33 pu être produits par des feux anthropiques et que l’on se trouve en présence d’anthrosols, tels ceux connus dans le reste de l’Amazonie. Si on se concentre sur la végétation, on s’aperçoit que la présence de ces sols s’accompagne bien souvent d’une quantité notable de palmiers à fruits comestibles. Ainsi, certaines zones se révèlent particulièrement riches en Astrocaryum paramaca Mart. et A. sciophilum (Miq.) Pulle, en patawas (Oenocarpus bataua Mart.) et en comous (Oenocarpus bacaba Mart.). Certains arbres, rares en forêt, attirent également l’attention par leur simple présence, comme le mombin (Spondias mombin L.), dont les fruits sont toujours très appréciés et qui est un indicateur d’anthropisation (Hoff & Cremers 2005; Balée 2013). Mais certains indices d’occupation humaine ancienne sont encore plus frappants : en Guyane, plusieurs dizaines de montagnes couronnées ont été repérés grâce à l’imagerie LiDAR aéroportée5 (Sabatier et al. 2017). Les montagnes couronnées désignent en Guyane des collines dont le sommet est entouré d’un fossé, et dont l’origine anthropique est certaine (Abonnenc 1952). A partir des images LiDAR, des modèles numériques de terrain sont extraits, ce qui permet de mettre en évidence ces fossés (Fig. 10). Aux Nouragues, deux structures à fossé ont ainsi été détectées : la première est une montagne couronnée à proprement parler, située près du camp Saut Pararé ; la seconde est un fossé circulaire située sur un plateau, près du camp Inselberg. Tous ces indices nous montrent que la forêt « primaire » des Nouragues ne l’est pas réellement : elle a connu par le passé des occupations, des pratiques d’utilisation des terres ou de gestion des ressources végétales. C’est cette coévolution Hommes-milieux qu’étudie l’écologie historique (Balée 1994; 2013; Erickson 2003; 2008). Cette discipline est en plein essor en Amazonie centrale et occidentale, mais le plateau des Guyanes est encore largement ignoré.

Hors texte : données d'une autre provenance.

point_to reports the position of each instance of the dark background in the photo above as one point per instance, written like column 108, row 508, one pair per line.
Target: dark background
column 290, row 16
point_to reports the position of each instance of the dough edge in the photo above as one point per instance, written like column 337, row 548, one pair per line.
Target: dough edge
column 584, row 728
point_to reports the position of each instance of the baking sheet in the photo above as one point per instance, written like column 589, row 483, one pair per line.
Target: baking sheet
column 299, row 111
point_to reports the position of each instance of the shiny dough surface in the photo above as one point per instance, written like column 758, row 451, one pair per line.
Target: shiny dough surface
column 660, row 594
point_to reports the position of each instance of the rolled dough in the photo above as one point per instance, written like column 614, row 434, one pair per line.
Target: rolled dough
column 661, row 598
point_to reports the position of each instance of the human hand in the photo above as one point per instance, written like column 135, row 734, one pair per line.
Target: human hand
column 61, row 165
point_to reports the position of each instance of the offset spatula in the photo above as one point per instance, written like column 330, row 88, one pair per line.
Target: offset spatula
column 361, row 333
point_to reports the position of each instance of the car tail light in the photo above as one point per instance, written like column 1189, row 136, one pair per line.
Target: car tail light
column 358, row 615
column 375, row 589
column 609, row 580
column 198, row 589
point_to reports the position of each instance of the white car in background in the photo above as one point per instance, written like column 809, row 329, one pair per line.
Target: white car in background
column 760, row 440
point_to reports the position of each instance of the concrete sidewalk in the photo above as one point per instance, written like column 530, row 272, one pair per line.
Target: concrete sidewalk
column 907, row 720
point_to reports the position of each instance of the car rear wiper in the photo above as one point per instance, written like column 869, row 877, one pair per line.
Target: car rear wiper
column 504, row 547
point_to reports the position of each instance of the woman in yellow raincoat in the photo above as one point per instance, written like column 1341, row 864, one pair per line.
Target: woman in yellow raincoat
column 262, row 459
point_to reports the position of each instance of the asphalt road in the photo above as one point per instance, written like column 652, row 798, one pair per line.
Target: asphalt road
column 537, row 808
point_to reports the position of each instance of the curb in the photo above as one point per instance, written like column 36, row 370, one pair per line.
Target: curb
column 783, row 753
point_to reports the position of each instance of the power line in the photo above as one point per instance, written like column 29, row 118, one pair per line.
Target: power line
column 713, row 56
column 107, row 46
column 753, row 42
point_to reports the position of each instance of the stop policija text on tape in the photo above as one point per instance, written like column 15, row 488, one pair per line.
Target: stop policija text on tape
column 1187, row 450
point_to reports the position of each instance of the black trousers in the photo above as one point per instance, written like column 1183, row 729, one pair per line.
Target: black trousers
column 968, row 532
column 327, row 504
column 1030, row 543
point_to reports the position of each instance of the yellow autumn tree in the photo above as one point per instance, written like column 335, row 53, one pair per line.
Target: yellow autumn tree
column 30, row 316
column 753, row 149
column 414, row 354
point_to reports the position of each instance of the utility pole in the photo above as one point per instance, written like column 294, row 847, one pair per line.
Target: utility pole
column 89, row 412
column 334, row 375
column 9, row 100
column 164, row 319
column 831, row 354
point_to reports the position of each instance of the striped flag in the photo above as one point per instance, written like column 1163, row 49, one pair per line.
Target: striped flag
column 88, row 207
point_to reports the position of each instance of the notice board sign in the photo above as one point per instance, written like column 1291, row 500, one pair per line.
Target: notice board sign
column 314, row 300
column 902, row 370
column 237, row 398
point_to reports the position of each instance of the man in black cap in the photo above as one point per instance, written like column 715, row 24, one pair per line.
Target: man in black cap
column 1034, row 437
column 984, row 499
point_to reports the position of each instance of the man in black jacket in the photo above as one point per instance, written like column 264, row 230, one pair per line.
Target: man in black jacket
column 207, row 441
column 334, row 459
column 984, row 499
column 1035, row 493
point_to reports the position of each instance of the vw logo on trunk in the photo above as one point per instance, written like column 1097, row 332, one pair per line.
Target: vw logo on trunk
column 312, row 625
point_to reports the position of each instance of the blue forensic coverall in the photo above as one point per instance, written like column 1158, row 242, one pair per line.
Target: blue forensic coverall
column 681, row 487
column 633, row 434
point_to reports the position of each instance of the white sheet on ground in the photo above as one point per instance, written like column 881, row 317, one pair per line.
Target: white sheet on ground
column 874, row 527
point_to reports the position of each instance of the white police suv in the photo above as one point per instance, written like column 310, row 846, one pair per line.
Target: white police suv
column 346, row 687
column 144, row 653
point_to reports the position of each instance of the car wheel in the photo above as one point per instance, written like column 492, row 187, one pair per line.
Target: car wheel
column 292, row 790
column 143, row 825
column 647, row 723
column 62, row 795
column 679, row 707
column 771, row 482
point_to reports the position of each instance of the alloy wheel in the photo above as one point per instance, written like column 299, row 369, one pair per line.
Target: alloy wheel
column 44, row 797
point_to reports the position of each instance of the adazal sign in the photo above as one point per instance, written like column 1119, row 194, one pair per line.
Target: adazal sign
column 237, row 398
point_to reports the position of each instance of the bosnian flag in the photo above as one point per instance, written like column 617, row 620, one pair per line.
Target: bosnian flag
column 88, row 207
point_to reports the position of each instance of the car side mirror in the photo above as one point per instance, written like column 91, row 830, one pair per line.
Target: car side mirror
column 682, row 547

C’est suite au constat que les forêts de Guyane ont aussi leur part d’histoire anthropique qu’a été monté le projet LongTIme, financé par le LabEx CEBA, qui vise à comprendre l’impact des occupations amérindiennes anciennes sur les forêts de Guyane française. C’est dans le cadre de ce projet multidisciplinaire que s’inscrit cette thèse, où l’anthracologie est chargée d’apporter sa contribution à la compréhension de ces impacts humains anciens.

Figure 10 : sites à fossé aux Nouragues. À gauche, la montagne couronnée près du camp Saut Pararé ; à droite, un fossé ovoïde sur un plateau près du camp Inselberg (J.-F. Molino, IRD/CNES/CEBA).

5 LiDAR : Light Detection And Ranging. Appareil qui émet un faisceau lumineux (laser) et permet d’estimer la distance d’un objet en recevant l’écho du faisceau projeté.